Für Walter Hasenclever

1

Per Eilboten.
Sehr geehrter Herr!

In der Annahme, daß Sie für die Ausarbeitung einer literarischen Groß-Revue mit satirischem Einschlag Interesse haben, erlauben wir uns, uns mit der Bitte an Sie zu wenden, unserm Herrn Generaldirektor Bönheim – möglichst heute noch – Gelegenheit zu einer persönlichen Rücksprache mit Ihnen zu geben.

Wir erwarten Ihren Anruf zwischen 11 und 1/2 12 Uhr.

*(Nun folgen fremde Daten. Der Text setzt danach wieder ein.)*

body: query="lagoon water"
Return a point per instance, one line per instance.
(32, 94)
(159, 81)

Indem wir hoffen, von Ihnen umgehend eine zusagende Antwort zu erhalten, begrüßen wir Sie

mit vorzüglicher Hochachtung Deutscher Literatur-Betrieb G.m.b.H. Abteilung: Theater Für den geschäftsführenden Direktor: (gez.) Dr. Milbe

2

»Hallo!«

»Hier Deutscher Literatur-Betrieb!«

»Hier Peter Panter. Sie hatten mir geschrieben; Ihr Herr Generaldirektor Bönheim möchte mich sprechen; es handelt sich um eine Revue . . . «

»'n Augenblick mal. – – Ja –?«

»Sie hatten mir geschrieben . . . «

»Wer ist denn da?«

»Hier Peter Panter. Sie hatten mir geschrieben: Ihr Herr Generaldirektor Bönheim möchte mich . . . «

»Ich verbinde mit dem Generalsekretariat Generaldirektor Bönheim.«

»Hier Generalsekretariat Generaldirektor Bönheim?«

[83] »Hier Peter Panter. Sie hatten mir geschrieben: Ihr Herr Generaldirektor Bönheim möchte mich sprechen – es handelt sich um eine Revue . . . «

»'n Augenblick mal . . . ! – – Ja, was gibts denn –?«

»Hier Peter Panter. Sie hatten mir geschrieben: Ihr Herr Direktor Bönheim möchte mich sprechen; es handelt sich um eine Revue . . . «

»Sie meinen Herrn Generaldirektor Bönheim –! Herr Generaldirektor ist nicht zu sprechen, er ist verreist; wenn er hier wäre, wäre er in einer wichtigen Konferenz.«

»Ja, aber . . . in dem Brief stand, es wäre eilig . . . unterzeichnet hat ein Herr Doktor Milbe.«

»Das ist Abteilung: Theater. Ich verbinde mit der Abteilung: Theater.«

(Schlaganfall)

Darauf: Verabredung mit Herrn Dr. Milbe.

3

»Also, sehn Se, ich hab mir das so gedacht –: wir machen eine Revue, verstehn Se, also eine Revue, so was hat Berlin überhaupt noch nicht gesehn! Scharf, verstehn Sie mich, witzig, spritzig – also es ist ja gar kein Zweifel: diese Zeit schreit ja nach Satire! – das wird eine ganz große Sache! Wir haben sofort an Sie gedacht – nehm Sie ne Zigarette? – kommt ja gar kein anderer in Frahre. Wir engagieren Pallenberg, die Valetti, Paul Graetz, Ilka Grüning, Otto Wallburg – – Hallo? 'tschuldjen 'n Momentchen . . . ! (Viertelstündiges Telefongespräch) – also, wo waren wir stehengeblieben – Ja! Engagieren also die Massary, Emil Jannings, Lucie Höflich . . . Nu ist da allerdings ein Haken; Ablieferungstermin des Manuskripts in acht Tagen. Ja, also das is nich anders! Warten ist zu teuer. Wir haben das Theater gepachtet – wir müssen mit der Sache raus. Na, Sie werden das schon machen! Regie? Piscator! Seffaständlich! Hat schon zugesagt; wenn er also nicht kann, dann Jeßner. Oder Haller. Auf alle Fälle: Ia. Da können Sie sich auf uns verlassen.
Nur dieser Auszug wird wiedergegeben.